Rozrywka.Goniec.pl > Telewizja > Spora wpadka w "Dzień Dobry TVN". W trakcie dyskusji o homofobii na antenie padły przykre słowa
Anna Dymarczyk
Anna Dymarczyk 26.05.2022 17:49

Spora wpadka w "Dzień Dobry TVN". W trakcie dyskusji o homofobii na antenie padły przykre słowa

Dzień Dobry TVN homofobia
TVN

"Dzień Dobry TVN" zaliczyło sporą wpadkę. Podczas rozmowy o coming oucie jednego z brytyjskich piłkarzy, pojawiły się sformułowania, które zdaniem komentujących, próbowały wywołać jedynie sensację. Na stację TVN spadła lawina krytyki, a w komentarzach określono ją jako homofobiczną.

Sprawie dokładnie przyjrzała się jedna z użytkowniczek Twittera. Pod jej reakcją na program zaroiło się od udostępnień, polubień i komentarzy. Wiele osób zgadzało się z przedstawioną przez nią argumentacją.

Duża wpadka w "Dzień Dobry TVN". Widzowie nie wytrzymali, na stację spadła lawina krytyki

Jednym z tematów poniedziałkowego wydania "Dzień Dobry TVN" była kwestia coming outu 17-letniego Jake'a Danielsa z Blackpool FC, który ujawnił światu, że jest gejem. Dla świata sportu to spory wstrząs - jak dotąd niewielu piłkarzy decydowało się na ujawnienie swojej orientacji, jeśli ta była inna niż heteroseksualna.

Dziennikarze "Dzień Dobry TVN" rozmawiali o homofobii w sporcie z Wojciechem Zawiołą, dziennikarzem sportowym. Sam pomysł byłby zapewne bardzo pomocny i ciekawy, gdyby nie niefortunne zachowanie prowadzących program - Filipa Chajzera i Małgorzaty Ohme. Zdaniem wielu widzów, prezenterzy używali języka stanowczo niepasującego do całej sytuacji.

Na samym początku Twitterowiczka o nicku "Chlebkov" zwróciła uwagę na pasek widniejący na dole ekranu podczas wywiadu. Pojawiło się na nim pytanie mające określać tematykę wywiadu. Brzmiało ono: "Czy wolno być gejem w sporcie?".
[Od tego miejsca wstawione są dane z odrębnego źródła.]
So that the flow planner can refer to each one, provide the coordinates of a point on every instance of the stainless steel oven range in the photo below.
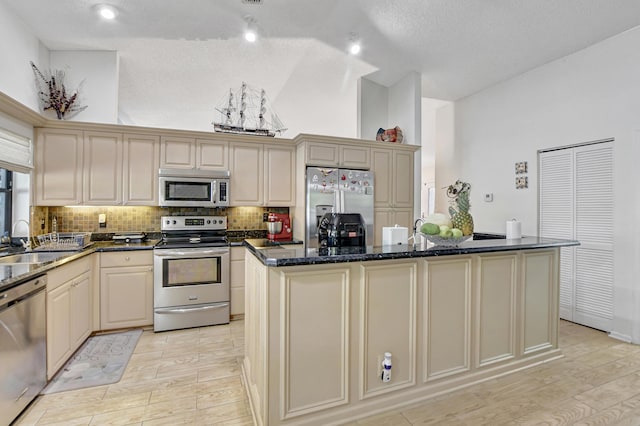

- Zamieńcie sobie geja na Żyda albo osobę czarnoskórą i zastanówcie się jak brzmi takie pytanie - pisała na Twitterze.

Potem zwróciła uwagę na problematyczny język i ujmowanie tematu przez Chajzera i Ohme. Chodziło m.in. o sformułowanie "przyznać się do homoseksualizmu" (jak do winy).

- Niby mówiliście, że homofobia jest zła i smutna, ale jednocześnie szliście z przekazem, że o nieheteroseksualnej orientacji piłkarzom mówić NIE WYPADA - pisała Twitterowiczka.

Dodała również, że w pewnym momencie w rozmowie pojawił się wątek dotyczący... zdradzania żon. Pojawił się on w kontekście orientacji seksualnej. Użytkowniczka podkreśliła, że "przy takim sposobie prezentowania tematu pokazujecie, że sami jesteście częścią problemu, jakim jest homofobia".

- Serio, wystarczy minimum wyczucia i empatii. Przemyślcie to sobie - napisała na końcu. Jej wpis polubiło i podało dalej kilka tysięcy użytkowników. Czy "Dzień Dobry TVN" zwróci na to uwagę i na następny raz będzie bardziej rozważne?